I wonder if forcing males to give up 2 years of their lives have made us all rather uncharitable to others who may not have to. If that is the case, then our anger should be directed at NS and not someone else’s opportunity, Frankly, many detractors are just subconsciously displaying a classic case of “sour grapes”.

Yes, Fulham is not a Singaporean club. But isn’t that what international footballers all do? Cristiano Ronaldo plays for Italian club Juventus but he still plays for Portugal’s national team. Playing for a foreign club doesn’t mean you stop representing your home country? In fact, I would argue that the player would benefit from the training offered by their club to play even better for their country in international competitions.

This is especially the case for Singapore where despite throwing money at training and buying players, we still have not made much headway. Perhaps what we need is for a talented player such as Davis to have the chance to train at an international club to up his game. He could bring back much valuable insight.
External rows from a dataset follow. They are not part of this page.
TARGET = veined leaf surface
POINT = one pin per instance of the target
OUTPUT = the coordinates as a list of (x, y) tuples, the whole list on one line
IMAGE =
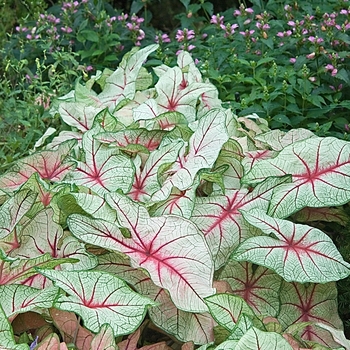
[(170, 248), (310, 302), (17, 298), (50, 165), (259, 287), (13, 210), (320, 169), (103, 170), (6, 334), (100, 298), (299, 253)]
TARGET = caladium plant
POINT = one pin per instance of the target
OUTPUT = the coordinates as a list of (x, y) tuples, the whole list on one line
[(161, 212)]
Look at Fandi Ahmad. Do you not think that his training in The Netherlands upped his game?

I think Baiahari and other critics are confusing club football and nationality. They are also forgetting that some careers are physical in nature where age does count. Added to that is a resentment for NS in general and sensitivity for anyone who may not have to go through the pain of giving up 2 years of their life. If NS were not compulsory, this just wouldn’t be an issue and do we really need NS? That’s another debate but I leave you with that thought.

Since shutting the door to his career, Bilahari has clearly left diplomacy at the door.